The Evolution of Cookware
It has been discovered that the earliest pottery was used in China, back in the days of the hunters and gatherers, and basic roasting was used in the Stone Age. Over time, Asia used bamboo tubes sealed at the end with clay for cooking; Mexicans began carving large stone bowls as early as 7000 BC; and Native Americans used cooking baskets made of woven mesh casings. Roasting baskets, covered with clay and filled with wood coals became early roasting pans.
The steady progression of cookware led to fireproof cookware of all types. Cookware was coated with plant gum and later with glazes to waterproof. Ceramic pots were used in ovens, but bronze and iron were slow to develop due to cost. After the development of metal cookware, cauldrons became popular in Medieval times, where shallow pans were also used and spits were for roasting. By the 17th Century, Western kitchens contained skillets, baking pans, kettles, pots and trivets. Brass and copper were common in Asia and Europe, while the use of cast iron cookware was more popular in the American Colonies. During the 19th and 20th centuries, metallurgy improved, resulting in cost effective pots and pans made from steel and aluminum.

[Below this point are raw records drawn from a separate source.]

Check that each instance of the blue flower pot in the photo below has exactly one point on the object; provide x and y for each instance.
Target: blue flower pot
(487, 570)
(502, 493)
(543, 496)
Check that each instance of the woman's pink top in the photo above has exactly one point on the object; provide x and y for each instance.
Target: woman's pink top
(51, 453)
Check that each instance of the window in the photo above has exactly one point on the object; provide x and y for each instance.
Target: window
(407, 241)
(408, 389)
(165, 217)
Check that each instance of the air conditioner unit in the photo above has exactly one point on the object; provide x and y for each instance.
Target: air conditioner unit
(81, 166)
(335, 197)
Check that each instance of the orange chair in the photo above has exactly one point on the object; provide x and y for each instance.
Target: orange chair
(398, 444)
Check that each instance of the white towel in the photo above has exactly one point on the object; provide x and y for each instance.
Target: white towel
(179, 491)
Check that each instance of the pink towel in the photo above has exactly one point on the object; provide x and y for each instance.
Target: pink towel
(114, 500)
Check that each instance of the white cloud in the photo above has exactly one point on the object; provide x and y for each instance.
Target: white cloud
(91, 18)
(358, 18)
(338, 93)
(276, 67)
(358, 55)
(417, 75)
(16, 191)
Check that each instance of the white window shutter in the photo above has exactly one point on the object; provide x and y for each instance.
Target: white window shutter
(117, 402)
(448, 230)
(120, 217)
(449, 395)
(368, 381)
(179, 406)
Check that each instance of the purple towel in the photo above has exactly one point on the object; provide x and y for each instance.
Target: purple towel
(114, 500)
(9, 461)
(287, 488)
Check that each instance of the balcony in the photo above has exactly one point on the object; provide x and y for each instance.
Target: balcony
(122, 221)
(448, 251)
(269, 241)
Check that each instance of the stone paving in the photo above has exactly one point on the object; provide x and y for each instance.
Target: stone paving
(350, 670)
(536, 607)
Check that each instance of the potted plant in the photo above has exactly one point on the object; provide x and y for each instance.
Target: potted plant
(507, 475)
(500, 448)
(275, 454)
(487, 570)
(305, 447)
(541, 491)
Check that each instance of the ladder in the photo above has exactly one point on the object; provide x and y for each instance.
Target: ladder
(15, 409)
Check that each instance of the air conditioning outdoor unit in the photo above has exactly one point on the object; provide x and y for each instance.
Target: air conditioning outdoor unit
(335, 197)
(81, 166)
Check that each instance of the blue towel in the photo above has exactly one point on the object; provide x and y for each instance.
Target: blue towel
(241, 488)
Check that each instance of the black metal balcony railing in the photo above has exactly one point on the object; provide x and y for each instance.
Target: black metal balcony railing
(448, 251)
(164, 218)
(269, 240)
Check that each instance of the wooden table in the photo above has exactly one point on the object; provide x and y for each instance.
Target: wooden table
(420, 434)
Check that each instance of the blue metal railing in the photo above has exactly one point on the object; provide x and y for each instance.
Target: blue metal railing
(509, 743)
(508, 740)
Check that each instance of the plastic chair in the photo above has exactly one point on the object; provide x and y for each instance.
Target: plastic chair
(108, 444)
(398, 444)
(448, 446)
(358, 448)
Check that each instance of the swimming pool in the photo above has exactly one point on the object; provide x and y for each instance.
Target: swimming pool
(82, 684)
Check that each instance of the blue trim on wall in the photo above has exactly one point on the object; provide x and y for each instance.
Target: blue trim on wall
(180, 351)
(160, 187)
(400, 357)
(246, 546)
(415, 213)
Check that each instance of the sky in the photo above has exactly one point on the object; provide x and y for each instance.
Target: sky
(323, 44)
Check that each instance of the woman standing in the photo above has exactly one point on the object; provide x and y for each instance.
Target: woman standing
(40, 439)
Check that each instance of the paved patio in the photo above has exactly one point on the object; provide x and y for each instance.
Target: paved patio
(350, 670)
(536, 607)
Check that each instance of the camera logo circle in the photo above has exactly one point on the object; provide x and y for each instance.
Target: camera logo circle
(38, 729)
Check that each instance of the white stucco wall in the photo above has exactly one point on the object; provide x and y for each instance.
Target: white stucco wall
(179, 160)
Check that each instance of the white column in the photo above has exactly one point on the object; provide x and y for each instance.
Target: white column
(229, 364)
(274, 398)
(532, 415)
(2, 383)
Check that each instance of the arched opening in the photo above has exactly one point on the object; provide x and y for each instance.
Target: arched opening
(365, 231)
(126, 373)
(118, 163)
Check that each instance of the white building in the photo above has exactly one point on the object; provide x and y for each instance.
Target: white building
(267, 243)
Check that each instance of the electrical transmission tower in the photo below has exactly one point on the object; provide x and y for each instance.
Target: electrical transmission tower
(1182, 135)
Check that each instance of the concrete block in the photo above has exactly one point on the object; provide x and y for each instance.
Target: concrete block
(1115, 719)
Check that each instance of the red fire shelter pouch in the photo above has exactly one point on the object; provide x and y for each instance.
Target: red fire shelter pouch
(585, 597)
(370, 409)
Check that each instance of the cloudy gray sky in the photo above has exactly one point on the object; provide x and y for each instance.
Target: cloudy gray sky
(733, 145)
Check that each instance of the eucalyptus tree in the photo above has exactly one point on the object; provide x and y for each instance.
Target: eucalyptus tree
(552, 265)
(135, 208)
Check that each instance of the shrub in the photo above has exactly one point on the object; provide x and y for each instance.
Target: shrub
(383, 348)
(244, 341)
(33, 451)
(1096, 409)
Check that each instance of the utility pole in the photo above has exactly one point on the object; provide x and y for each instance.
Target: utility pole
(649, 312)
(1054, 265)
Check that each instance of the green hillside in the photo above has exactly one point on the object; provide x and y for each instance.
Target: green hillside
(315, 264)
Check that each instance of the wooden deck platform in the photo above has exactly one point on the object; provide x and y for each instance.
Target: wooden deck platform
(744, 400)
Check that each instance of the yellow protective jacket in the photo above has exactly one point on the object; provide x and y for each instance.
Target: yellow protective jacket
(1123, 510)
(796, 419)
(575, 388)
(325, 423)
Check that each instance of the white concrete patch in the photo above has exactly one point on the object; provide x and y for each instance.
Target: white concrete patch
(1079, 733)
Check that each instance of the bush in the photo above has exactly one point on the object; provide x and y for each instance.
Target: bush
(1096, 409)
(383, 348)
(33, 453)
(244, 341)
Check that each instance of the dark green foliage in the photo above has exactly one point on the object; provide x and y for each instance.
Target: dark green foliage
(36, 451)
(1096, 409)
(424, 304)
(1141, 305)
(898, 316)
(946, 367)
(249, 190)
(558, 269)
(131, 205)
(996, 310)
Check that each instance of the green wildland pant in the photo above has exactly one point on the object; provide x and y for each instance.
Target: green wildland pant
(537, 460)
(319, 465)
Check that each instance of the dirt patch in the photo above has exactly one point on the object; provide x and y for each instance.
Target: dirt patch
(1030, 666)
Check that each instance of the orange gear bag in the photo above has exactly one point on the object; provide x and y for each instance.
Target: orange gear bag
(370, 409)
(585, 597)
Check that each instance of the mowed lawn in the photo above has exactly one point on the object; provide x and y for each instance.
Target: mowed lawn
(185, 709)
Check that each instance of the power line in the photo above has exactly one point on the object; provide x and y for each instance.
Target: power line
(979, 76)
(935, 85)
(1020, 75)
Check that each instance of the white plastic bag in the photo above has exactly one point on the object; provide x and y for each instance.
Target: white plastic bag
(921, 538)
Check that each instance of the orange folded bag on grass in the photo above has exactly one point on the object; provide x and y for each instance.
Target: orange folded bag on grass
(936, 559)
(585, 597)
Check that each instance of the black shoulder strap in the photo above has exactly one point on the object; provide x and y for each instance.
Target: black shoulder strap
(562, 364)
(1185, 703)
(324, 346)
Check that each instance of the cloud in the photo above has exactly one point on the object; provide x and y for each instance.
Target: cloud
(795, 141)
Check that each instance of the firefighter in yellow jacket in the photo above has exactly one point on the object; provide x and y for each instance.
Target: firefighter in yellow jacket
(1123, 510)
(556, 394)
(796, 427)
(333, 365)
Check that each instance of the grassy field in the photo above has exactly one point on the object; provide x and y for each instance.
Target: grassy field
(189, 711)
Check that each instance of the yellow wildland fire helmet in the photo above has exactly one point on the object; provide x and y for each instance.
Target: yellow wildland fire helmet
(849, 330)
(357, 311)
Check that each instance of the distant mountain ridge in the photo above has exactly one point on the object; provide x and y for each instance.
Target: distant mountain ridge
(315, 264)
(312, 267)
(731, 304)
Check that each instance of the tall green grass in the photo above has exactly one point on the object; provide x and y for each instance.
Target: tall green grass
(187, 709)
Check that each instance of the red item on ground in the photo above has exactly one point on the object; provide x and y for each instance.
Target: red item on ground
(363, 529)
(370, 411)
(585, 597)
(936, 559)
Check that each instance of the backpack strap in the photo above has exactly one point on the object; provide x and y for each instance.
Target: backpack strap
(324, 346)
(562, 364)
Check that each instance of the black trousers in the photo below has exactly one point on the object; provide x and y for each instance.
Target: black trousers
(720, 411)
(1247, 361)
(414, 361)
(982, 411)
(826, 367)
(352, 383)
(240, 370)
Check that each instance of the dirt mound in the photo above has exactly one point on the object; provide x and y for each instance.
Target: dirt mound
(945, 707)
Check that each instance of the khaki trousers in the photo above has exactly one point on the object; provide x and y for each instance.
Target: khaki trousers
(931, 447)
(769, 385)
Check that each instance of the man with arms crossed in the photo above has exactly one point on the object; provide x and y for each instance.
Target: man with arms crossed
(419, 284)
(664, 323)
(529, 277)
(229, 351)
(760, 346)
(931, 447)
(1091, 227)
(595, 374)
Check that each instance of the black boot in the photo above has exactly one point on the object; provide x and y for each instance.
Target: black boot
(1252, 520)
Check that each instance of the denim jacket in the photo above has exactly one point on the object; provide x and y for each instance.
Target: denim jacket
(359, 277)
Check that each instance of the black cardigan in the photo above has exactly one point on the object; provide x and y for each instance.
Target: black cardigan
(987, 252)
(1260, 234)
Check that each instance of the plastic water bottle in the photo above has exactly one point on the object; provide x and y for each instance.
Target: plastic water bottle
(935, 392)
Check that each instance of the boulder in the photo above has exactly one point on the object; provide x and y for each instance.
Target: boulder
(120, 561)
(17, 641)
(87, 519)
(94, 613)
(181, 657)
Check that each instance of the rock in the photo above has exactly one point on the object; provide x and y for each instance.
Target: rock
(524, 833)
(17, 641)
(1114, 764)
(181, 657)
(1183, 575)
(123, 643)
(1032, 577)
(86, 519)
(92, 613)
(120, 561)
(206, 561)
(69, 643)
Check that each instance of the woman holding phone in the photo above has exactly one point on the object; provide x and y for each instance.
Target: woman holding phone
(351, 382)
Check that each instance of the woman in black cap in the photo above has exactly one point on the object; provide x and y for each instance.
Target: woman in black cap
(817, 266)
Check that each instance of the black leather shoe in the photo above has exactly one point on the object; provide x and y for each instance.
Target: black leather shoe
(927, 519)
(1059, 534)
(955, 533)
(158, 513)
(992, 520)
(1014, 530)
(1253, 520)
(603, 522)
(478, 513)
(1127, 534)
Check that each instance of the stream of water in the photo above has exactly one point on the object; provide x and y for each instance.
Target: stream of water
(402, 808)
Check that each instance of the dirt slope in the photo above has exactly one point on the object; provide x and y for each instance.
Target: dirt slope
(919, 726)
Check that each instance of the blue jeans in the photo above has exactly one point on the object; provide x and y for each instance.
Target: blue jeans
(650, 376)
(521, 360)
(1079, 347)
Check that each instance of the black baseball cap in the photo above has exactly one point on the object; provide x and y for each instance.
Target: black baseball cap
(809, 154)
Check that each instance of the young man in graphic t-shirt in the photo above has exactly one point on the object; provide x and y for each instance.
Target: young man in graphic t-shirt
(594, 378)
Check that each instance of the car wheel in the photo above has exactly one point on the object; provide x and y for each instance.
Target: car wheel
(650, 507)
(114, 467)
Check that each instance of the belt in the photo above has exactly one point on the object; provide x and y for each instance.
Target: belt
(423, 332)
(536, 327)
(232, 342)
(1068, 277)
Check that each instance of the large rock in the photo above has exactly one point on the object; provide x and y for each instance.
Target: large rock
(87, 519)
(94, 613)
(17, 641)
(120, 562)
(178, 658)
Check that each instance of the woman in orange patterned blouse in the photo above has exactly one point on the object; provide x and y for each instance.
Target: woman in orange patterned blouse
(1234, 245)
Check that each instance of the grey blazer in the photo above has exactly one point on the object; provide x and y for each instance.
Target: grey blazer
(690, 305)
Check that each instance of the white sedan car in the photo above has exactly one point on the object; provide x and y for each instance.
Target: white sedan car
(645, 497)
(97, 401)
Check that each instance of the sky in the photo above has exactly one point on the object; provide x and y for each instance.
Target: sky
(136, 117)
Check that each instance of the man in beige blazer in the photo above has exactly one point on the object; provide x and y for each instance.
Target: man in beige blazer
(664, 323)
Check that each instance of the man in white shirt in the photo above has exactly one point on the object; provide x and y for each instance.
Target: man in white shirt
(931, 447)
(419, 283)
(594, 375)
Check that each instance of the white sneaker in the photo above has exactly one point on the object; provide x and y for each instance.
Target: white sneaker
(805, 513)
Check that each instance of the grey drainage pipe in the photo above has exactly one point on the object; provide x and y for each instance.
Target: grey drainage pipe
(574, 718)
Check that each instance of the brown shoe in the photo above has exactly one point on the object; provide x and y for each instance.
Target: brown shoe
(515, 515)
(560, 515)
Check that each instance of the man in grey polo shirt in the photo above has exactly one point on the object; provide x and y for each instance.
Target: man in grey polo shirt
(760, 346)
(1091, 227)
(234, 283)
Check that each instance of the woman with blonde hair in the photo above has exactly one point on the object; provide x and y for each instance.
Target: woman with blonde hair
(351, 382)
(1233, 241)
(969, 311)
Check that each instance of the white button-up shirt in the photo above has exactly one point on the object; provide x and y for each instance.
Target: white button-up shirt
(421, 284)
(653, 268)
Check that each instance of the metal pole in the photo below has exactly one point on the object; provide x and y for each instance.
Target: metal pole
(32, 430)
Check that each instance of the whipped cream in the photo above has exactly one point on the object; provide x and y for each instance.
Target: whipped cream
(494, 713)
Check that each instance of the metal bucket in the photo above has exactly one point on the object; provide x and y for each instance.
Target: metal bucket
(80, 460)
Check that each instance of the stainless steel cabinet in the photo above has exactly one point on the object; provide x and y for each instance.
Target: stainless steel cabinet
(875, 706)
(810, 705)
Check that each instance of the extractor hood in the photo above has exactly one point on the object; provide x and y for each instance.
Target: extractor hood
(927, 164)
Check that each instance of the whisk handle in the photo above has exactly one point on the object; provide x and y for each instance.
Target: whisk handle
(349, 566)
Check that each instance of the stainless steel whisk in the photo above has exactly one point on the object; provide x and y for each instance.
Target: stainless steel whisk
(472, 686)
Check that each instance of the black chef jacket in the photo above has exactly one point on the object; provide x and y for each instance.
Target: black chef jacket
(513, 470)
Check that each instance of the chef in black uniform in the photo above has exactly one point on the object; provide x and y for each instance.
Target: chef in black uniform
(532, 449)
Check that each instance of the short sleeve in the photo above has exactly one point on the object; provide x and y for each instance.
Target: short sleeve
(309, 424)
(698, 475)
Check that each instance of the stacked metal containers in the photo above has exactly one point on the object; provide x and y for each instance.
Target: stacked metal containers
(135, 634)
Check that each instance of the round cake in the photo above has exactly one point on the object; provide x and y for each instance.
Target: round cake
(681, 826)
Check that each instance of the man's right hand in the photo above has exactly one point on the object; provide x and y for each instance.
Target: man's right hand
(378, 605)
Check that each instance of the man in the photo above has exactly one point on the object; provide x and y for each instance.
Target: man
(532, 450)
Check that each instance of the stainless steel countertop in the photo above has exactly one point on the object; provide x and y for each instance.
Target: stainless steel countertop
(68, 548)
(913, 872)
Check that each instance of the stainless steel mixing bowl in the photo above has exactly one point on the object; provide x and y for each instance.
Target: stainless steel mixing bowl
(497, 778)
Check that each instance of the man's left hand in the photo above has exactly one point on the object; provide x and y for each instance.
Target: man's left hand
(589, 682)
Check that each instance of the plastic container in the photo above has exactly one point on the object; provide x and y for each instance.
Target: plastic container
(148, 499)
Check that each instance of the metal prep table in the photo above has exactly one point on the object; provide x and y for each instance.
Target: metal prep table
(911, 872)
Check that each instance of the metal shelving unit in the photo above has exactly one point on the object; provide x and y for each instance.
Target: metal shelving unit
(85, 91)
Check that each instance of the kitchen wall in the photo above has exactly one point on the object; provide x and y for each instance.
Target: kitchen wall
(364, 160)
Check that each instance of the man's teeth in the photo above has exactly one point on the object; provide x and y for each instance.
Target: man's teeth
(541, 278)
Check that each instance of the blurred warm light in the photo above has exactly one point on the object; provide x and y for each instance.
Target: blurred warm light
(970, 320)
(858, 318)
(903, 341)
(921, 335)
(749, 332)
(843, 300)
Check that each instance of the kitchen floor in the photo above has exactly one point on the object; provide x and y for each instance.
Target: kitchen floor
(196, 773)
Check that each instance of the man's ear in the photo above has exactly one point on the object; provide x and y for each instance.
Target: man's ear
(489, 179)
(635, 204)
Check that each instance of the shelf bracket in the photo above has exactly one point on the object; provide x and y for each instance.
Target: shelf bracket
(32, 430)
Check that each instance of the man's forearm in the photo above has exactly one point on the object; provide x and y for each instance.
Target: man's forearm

Today, thankfully, our kitchens are stocked with cookware in all styles, shapes and colors. Aluminum cookware is lightweight and good for thermal conductivity. Copper is a great material for even heating. Cast iron maintains slow even heat and withstands high temperatures, which is excellent for searing. Stainless is preferred for resistance to corrosion, scratching and denting. Non-stick cookware, first developed in 1893, prevents sticking and is easier to clean. Non-metallic materials, such as glass or ceramics have been perfected for oven cooking.